There's something funny going on in the venture capital world: a tipster pitched multiple media outlets the story that some sketchy business had surrounded the early-stage investment in photo-sharing site Photobucket, a 20 percent stake in a company that eventually was acquired by News Corp.'s Fox Interactive Media for about $300 million.
The Wall Street Journal, coincidentally also owned by News Corp., ran with the tip. The publication explained that an early investment in Photobucket had been made on behalf of Insight Venture Partners' executives, excluding the investors in the firm--which include, among others, the endowment fund for Yale University.
The firm's investors weren't notified and didn't reap any of the benefits of Photobucket's acquisition, and it didn't help that Insight itself has been reported erroneously as one of Photobucket's investors on occasion.
We all like a juicy, Smartest Guys in the Room-ish scandal, but legal experts quoted in the Journal indicate that Insight's executives weren't technically bending any rules. The venture firm focuses on later-stage investments, and Photobucket at the time had three employees.

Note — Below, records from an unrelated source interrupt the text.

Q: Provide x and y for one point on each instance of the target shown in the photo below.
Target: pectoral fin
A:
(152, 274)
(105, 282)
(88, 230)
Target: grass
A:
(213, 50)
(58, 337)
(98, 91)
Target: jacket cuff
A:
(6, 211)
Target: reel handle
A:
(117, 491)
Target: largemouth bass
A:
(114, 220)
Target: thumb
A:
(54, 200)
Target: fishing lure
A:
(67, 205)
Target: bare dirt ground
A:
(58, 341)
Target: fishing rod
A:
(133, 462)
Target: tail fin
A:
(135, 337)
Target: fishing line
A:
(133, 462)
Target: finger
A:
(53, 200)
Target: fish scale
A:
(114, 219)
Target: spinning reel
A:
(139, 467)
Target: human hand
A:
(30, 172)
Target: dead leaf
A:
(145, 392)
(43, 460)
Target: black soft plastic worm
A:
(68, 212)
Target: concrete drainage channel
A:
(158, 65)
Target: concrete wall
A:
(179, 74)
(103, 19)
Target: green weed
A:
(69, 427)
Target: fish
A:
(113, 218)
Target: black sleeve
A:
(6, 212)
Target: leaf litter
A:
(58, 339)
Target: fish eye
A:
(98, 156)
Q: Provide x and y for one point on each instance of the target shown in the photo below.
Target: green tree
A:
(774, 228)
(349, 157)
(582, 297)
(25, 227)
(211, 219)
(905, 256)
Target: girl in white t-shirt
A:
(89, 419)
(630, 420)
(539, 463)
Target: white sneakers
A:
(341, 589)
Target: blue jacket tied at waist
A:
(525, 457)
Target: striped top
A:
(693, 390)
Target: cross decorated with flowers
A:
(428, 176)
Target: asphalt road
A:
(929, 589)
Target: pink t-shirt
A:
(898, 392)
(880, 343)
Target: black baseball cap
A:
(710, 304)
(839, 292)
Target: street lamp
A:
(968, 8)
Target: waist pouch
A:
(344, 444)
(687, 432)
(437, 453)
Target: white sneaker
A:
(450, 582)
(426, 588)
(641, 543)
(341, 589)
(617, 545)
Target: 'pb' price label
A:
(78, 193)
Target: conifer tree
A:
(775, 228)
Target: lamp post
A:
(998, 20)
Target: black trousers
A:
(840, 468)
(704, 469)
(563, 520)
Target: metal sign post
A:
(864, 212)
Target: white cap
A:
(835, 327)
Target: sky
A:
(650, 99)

As one of the firm's investors told the Journal, "Perhaps they should have told us about this, but it was such a small deal. Would we have wanted a piece of it in hindsight? Sure. But for every one of these successes, there are a hundred failures."
This instance of VC deal making doesn't deserve much scandal mongering other than wondering what kind of beef the anonymous tipster has against Insight Venture Partners. But the broader issue deserves a look: to what extent should fund executives make their investors aware of personal investments? It's debatable.